In closing, it is clearly appropriate to use regression models and to estimate ECx values where the data are sufficient and “fit-for-purpose” and the choice of the percent effect to be estimated has a biological basis. However, we believe that the claim that this one statistical tool is the only meaningful way to analyze ecotoxicological data cannot be supported. We are further concerned by the imposition of some arbitrary percent effect (10%; 20% is suggested in some OECD test guidelines; 25% is mentioned in some USEPA test guidelines) that can be too small or too large depending on the response and species. One of the undersigned has evaluated raw data from 41 algal toxicity tests and found a reasonable correspondence between the NOEC and the EC20 based on biomass, whereas the NOEC correlates with the EC10 based on growth rate. This is not to say that the 2 types of results are interchangeable, but merely to illustrate that “no one size fits all” when it comes to the selection of the value for “x.” In fact, we do not believe that NOECs and ECx values are interchangeable at all, because ideally, they are derived from completely different experimental designs. However, it is common to see regulatory guidance (such as the USEPA) use, for example, the “NOAEC or EC05” from a terrestrial plant toxicity test for the evaluation of risks to endangered plants, in effect equating the two.

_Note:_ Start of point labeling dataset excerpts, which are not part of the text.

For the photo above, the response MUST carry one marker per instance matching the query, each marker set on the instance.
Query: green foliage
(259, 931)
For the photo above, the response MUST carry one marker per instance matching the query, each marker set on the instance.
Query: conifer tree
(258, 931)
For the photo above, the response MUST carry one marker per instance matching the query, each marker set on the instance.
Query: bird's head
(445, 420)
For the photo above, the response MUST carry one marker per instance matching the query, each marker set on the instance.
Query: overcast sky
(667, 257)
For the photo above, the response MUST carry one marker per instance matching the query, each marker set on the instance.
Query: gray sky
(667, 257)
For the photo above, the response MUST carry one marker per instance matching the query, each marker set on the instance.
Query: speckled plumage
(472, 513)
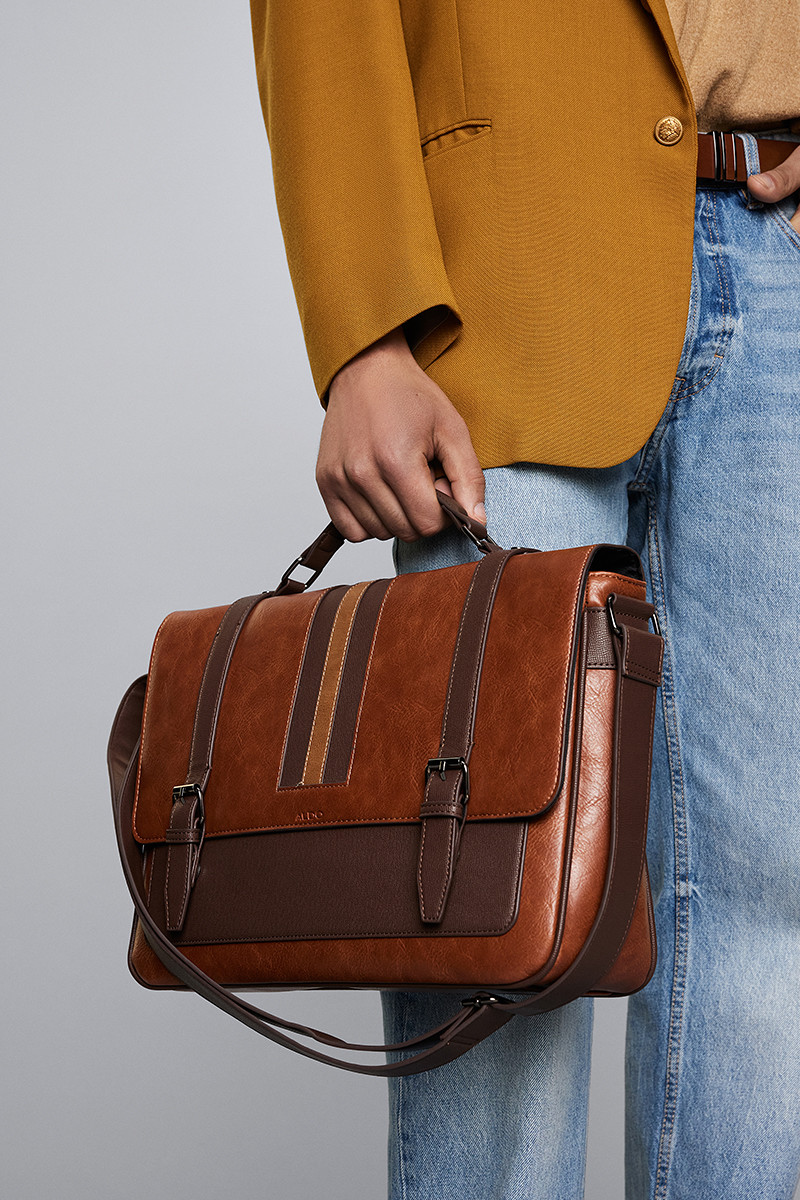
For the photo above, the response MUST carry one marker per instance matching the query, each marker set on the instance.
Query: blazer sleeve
(349, 180)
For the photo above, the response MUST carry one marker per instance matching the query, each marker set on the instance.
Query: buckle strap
(446, 777)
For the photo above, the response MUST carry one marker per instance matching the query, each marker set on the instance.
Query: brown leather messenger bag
(437, 781)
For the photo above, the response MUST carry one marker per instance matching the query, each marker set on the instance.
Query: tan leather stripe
(320, 730)
(307, 689)
(354, 675)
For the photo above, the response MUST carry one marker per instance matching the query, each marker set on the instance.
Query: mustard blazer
(486, 173)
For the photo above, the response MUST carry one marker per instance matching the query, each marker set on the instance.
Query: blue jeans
(711, 503)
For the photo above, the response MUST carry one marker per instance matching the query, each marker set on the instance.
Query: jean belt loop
(753, 165)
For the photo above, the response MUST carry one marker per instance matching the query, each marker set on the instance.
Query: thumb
(459, 462)
(780, 181)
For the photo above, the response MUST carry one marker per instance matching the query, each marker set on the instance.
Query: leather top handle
(317, 556)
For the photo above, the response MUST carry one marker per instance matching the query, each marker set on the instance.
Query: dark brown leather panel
(371, 871)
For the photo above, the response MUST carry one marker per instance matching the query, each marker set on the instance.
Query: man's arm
(386, 424)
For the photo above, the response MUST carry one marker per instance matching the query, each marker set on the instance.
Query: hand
(776, 184)
(389, 432)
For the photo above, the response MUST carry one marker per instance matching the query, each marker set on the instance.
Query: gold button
(668, 131)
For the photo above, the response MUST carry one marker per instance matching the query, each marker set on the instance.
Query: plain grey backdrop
(161, 431)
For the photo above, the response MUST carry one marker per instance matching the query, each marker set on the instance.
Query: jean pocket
(781, 213)
(455, 135)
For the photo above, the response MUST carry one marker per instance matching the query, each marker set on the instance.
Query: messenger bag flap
(344, 690)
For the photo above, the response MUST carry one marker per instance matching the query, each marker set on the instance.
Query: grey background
(161, 436)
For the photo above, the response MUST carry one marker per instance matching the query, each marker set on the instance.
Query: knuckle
(360, 472)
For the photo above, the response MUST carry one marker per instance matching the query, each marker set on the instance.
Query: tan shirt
(743, 60)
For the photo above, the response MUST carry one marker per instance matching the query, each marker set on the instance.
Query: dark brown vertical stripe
(340, 750)
(329, 687)
(307, 690)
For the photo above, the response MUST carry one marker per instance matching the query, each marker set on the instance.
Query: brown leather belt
(721, 157)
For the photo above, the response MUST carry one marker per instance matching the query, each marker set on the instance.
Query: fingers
(462, 468)
(780, 181)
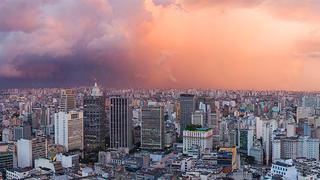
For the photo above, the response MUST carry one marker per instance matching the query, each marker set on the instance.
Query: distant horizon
(234, 44)
(165, 89)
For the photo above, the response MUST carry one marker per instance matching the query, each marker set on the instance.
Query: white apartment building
(200, 137)
(68, 129)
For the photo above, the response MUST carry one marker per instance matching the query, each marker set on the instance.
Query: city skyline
(234, 44)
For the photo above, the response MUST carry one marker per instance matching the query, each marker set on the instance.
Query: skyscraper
(68, 100)
(152, 128)
(95, 121)
(187, 106)
(68, 129)
(120, 123)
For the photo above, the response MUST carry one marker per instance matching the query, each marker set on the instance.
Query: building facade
(187, 107)
(69, 129)
(120, 123)
(200, 137)
(152, 128)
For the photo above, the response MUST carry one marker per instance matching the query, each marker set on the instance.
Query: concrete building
(291, 129)
(6, 157)
(24, 153)
(7, 135)
(197, 118)
(22, 132)
(68, 129)
(276, 150)
(120, 123)
(95, 122)
(200, 137)
(152, 128)
(68, 100)
(29, 150)
(285, 169)
(246, 141)
(187, 107)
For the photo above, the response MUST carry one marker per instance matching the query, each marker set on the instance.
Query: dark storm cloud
(69, 42)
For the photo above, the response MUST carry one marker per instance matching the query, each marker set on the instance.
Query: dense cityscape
(99, 133)
(160, 89)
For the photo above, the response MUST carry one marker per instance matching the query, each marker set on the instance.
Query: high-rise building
(68, 100)
(95, 122)
(39, 147)
(152, 128)
(22, 132)
(68, 129)
(187, 107)
(197, 118)
(24, 153)
(29, 150)
(199, 137)
(120, 123)
(6, 157)
(246, 141)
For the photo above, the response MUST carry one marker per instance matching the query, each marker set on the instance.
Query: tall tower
(68, 129)
(95, 121)
(120, 123)
(68, 100)
(152, 128)
(187, 106)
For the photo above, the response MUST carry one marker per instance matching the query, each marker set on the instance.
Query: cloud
(242, 44)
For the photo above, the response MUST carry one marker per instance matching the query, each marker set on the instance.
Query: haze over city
(232, 44)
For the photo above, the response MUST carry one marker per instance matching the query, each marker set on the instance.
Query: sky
(218, 44)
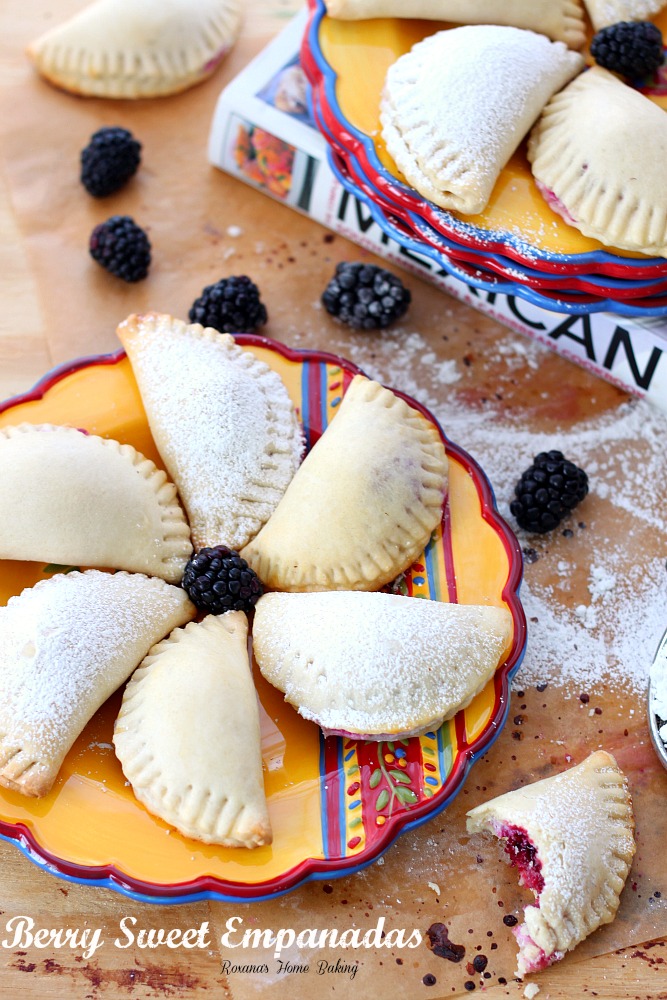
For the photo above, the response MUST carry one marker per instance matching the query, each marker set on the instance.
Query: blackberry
(231, 305)
(121, 247)
(217, 580)
(109, 160)
(547, 491)
(365, 297)
(631, 48)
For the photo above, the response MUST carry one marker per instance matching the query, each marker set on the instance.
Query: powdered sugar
(596, 604)
(68, 643)
(223, 423)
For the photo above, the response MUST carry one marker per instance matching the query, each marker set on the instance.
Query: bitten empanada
(560, 20)
(598, 155)
(188, 735)
(377, 666)
(571, 837)
(66, 644)
(364, 502)
(137, 48)
(77, 499)
(456, 107)
(605, 12)
(222, 422)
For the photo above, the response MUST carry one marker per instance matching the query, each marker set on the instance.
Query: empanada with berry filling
(188, 735)
(608, 180)
(222, 422)
(77, 499)
(137, 48)
(561, 20)
(571, 837)
(605, 12)
(377, 666)
(455, 108)
(364, 502)
(66, 644)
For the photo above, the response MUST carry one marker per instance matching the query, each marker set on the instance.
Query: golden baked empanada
(561, 20)
(571, 837)
(66, 644)
(77, 499)
(456, 107)
(188, 734)
(137, 48)
(364, 502)
(222, 422)
(605, 12)
(598, 155)
(377, 666)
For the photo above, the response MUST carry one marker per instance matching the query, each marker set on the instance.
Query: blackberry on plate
(121, 247)
(547, 491)
(365, 297)
(231, 305)
(217, 579)
(109, 160)
(631, 48)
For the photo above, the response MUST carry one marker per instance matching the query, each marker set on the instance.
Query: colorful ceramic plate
(435, 247)
(347, 61)
(613, 290)
(335, 804)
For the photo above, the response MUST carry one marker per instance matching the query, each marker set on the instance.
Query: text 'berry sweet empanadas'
(456, 107)
(222, 421)
(561, 20)
(598, 155)
(77, 499)
(188, 735)
(137, 48)
(364, 502)
(66, 644)
(605, 12)
(377, 665)
(571, 837)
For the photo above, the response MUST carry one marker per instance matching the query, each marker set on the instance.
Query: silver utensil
(658, 669)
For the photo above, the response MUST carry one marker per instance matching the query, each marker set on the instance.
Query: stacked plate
(518, 245)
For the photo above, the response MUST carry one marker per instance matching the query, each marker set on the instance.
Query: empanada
(188, 734)
(77, 499)
(364, 502)
(222, 421)
(137, 48)
(571, 837)
(598, 155)
(561, 20)
(605, 12)
(377, 666)
(66, 644)
(456, 107)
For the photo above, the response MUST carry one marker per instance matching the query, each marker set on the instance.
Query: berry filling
(523, 855)
(554, 203)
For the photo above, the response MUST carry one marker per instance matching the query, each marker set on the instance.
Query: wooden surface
(291, 258)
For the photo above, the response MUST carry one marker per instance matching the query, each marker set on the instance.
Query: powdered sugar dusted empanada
(222, 421)
(137, 48)
(364, 502)
(456, 107)
(605, 12)
(73, 498)
(594, 176)
(377, 665)
(188, 734)
(65, 646)
(571, 837)
(561, 20)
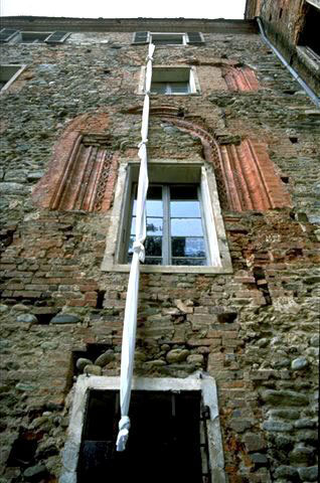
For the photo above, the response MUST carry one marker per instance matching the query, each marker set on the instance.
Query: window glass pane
(153, 261)
(153, 245)
(133, 226)
(154, 192)
(185, 209)
(188, 247)
(154, 226)
(186, 227)
(189, 261)
(183, 192)
(158, 87)
(154, 208)
(179, 87)
(130, 248)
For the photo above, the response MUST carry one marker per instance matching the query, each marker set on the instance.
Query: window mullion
(166, 252)
(204, 226)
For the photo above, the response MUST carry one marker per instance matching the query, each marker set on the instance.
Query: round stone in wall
(299, 363)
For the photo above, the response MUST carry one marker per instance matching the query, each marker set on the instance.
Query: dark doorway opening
(310, 33)
(165, 443)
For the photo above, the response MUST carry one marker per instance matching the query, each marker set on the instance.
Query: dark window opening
(293, 139)
(310, 34)
(100, 298)
(167, 431)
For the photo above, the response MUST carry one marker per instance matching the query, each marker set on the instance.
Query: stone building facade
(70, 130)
(292, 28)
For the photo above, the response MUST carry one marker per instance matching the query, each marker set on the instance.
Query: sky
(125, 8)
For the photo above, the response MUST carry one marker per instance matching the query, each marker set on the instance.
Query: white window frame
(9, 73)
(219, 260)
(183, 36)
(169, 74)
(197, 382)
(166, 235)
(185, 40)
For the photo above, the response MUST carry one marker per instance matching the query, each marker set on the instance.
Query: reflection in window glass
(175, 234)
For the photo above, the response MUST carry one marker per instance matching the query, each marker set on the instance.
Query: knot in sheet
(131, 308)
(124, 426)
(139, 249)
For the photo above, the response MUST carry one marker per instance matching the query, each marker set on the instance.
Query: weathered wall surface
(284, 22)
(255, 331)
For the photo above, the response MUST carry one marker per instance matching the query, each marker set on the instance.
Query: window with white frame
(172, 421)
(17, 36)
(168, 38)
(185, 229)
(168, 80)
(176, 233)
(8, 74)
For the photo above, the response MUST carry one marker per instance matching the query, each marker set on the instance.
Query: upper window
(175, 226)
(8, 74)
(184, 225)
(16, 36)
(168, 38)
(172, 80)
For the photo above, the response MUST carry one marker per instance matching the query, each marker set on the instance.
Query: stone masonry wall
(255, 331)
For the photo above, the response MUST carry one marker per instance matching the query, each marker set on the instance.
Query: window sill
(195, 269)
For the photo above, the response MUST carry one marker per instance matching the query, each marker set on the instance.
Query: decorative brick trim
(78, 174)
(246, 177)
(241, 79)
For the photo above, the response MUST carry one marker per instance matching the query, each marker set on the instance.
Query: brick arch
(82, 171)
(240, 77)
(246, 176)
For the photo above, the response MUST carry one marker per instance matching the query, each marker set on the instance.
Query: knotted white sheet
(131, 308)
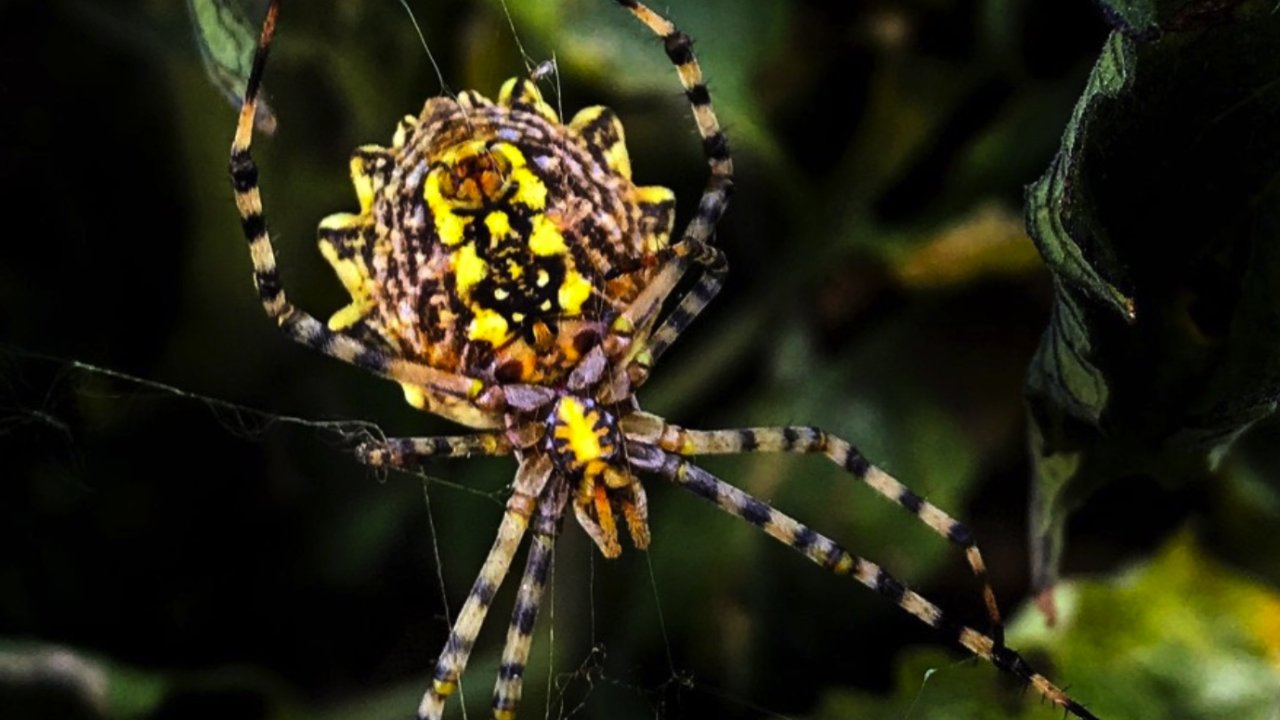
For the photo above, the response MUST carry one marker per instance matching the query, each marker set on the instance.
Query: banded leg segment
(407, 452)
(720, 186)
(830, 555)
(520, 634)
(530, 479)
(293, 322)
(711, 205)
(807, 440)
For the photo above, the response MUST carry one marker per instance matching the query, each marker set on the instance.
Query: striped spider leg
(672, 464)
(507, 272)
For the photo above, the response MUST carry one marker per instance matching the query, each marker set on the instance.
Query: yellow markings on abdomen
(583, 432)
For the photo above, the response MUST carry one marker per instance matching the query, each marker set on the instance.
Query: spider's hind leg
(826, 552)
(530, 481)
(520, 634)
(805, 440)
(407, 452)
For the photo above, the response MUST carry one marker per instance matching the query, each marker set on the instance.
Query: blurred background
(199, 542)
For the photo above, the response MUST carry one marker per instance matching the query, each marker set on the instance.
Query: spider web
(55, 401)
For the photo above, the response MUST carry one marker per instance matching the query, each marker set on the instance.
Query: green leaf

We have only briefly alluded to situations where regression is normally appropriate, but for a particular data set, no viable model can be found. Nor have we addressed the implications of a tiered regulatory evaluation process on experimental designs and the statistical methods. Tier 1 studies typically may have only 1 to 3 test concentrations (e.g., USEPA EDSP Tier 1 ecotoxicity tests). The goal of carrying out these studies is not to quantify the concentration at which a specific size effect occurs but to determine whether there is an effect that needs to be explored further in a higher tier study. Regression models for these experiments, and ECx estimates from them, have little or no value. Nor is there any practical way to change all the Tier 1 studies into studies that involve larger numbers of test concentrations that would allow regression. We do not see any use in doing so in any event. There are good tools to be brought to bear on the types of data and situations we have indicated, and our hands should not be tied to prevent us from using them. Large numbers of important ecotoxicological studies will still be carried out to meet regulatory requirements for NOEC values. Indeed, the studies involved, such as avian reproduction studies, fish full lifecycle studies, and endocrine disruptor screening tests are among the most expensive, data intensive, and important of all ecotoxicological studies. Barring the results from such studies from the scientific literature seems a most unfortunate suggestion. It is possible that some of the results from these tests could be reanalyzed to provide ECx values for publication, if scientists could agree on the value of x for each study type, species, or endpoint, but the reality is that this is not likely to happen even in those cases when it is possible.